Interesting...I think I vaguely understand what you're talking about, but I'm doubtful that these concepts really apply to biology. Especially since your example is about constraints on evolvability rather than functioning. In practice that is pretty much how everything tends to work, with absolutely wild amounts of pleiotropy and epistasis, but that's not a problem unless you want to evolve a new function. Which is probably why the strong strong evolutionary default is towards stasis, not change.

I guess my priors are pretty different because my background is in virology, where our  expectation (after decades of painful lessons) is that the default is for proteins to be wildly multifunctional, with many many many "design degrees of freedom." Granted viruses are a bit of a special case, but I do think they can provide a helpful stress test/simpler model for information theoretic models of genome function.

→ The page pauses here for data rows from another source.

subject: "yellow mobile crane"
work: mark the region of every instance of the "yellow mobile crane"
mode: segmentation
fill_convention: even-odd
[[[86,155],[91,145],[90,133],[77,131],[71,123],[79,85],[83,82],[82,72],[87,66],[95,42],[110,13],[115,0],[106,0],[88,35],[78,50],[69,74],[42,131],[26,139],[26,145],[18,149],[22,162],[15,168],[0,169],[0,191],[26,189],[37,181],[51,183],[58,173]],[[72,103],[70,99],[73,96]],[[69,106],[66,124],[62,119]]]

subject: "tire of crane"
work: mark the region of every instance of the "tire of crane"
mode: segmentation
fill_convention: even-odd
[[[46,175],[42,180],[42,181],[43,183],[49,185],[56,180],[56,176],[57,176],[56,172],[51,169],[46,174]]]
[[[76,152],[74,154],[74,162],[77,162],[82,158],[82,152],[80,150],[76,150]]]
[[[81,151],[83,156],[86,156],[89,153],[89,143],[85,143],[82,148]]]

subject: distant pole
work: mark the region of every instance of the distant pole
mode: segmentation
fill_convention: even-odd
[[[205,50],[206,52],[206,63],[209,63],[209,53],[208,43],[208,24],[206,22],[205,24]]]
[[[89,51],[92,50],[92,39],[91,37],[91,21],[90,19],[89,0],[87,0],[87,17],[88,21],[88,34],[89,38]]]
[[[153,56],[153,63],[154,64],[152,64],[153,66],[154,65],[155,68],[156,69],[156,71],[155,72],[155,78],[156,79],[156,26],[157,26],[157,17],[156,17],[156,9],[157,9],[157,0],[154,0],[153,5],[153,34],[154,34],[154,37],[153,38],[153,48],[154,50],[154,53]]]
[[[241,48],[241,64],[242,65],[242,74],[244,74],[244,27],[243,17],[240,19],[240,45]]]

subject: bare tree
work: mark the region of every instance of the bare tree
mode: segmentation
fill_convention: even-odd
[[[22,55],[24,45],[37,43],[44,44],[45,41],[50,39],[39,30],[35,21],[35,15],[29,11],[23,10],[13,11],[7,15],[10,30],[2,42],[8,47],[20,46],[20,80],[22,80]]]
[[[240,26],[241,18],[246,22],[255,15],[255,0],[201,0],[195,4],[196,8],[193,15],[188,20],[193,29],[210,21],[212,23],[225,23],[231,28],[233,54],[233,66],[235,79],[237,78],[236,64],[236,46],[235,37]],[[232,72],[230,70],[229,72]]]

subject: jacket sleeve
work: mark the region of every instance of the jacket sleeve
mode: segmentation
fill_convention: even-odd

Comment by halvorz on Straightforward Steps to Marginally Improve Odds of Whole Brain Emulation · 2025-03-26T18:41:02.908Z · LW · GW

Thanks for the reply! I'm familiar with (and am skeptical of) the basic information theoretic argument as to why genome size should constrain the complexity of whatever algorithm the brain is running, but my question here is more specific. What I'm not clear on is how those two numbers (20,000 genes and a few thousand neuron types) specifically relate to each other in your model of brain functioning. Is the idea that each neuron type roughly corresponds to the expression of one or two specific genes, and thus you'd expect <20,000 neuron types?  

"For sure, the genome could build a billion different “cell types” by each cell having 30 different flags which are on and off at random in a collection of 100 billion neurons. But … why on earth would the genome do that?"

Interestingly, the genome does do this! Protocadherins in vertebrates and DSCAM1 are expressed in exactly this way, and it's thought to help neurons to distinguish themselves from other neurons, which is essential for neuronal self avoidance: https://en.wikipedia.org/wiki/Neuronal_self-avoidance#Molecular_basis_of_self-avoidance

Of course in an emulation you could probably just tell the neurons to not interact with themselves so this crazy system wouldn't be necessary, but it is a nice example of how biology does things you might a priori think would never happen.

Comment by halvorz on Straightforward Steps to Marginally Improve Odds of Whole Brain Emulation · 2025-03-25T15:26:10.482Z · LW · GW

"They found low-thousands of neuron types in the mouse, which makes sense on priors given that there are only like 20,000 genes encoding the whole brain design and everything in it, along with the rest of the body."

I'm a bit puzzled by this statement; how would the fact that there are ~20,000 genes in the mouse/human genome constrain the number of neuron types to the low thousands? From a naive combinatorics standpoint it seems like 20,000 genes is sufficiently large to place basically zero meaningful constraints on the number of potential cell types. E.g. if you assume that only 15,000 genes vary meaningfully between cell types, and that there are 3000 of those variable genes expressed per cell, chatgpt tells me that the number of potential combinations is too large for it to even estimate its order of magnitude. And that's with a simple, extremely unrealistic binary on/off model of gene expression.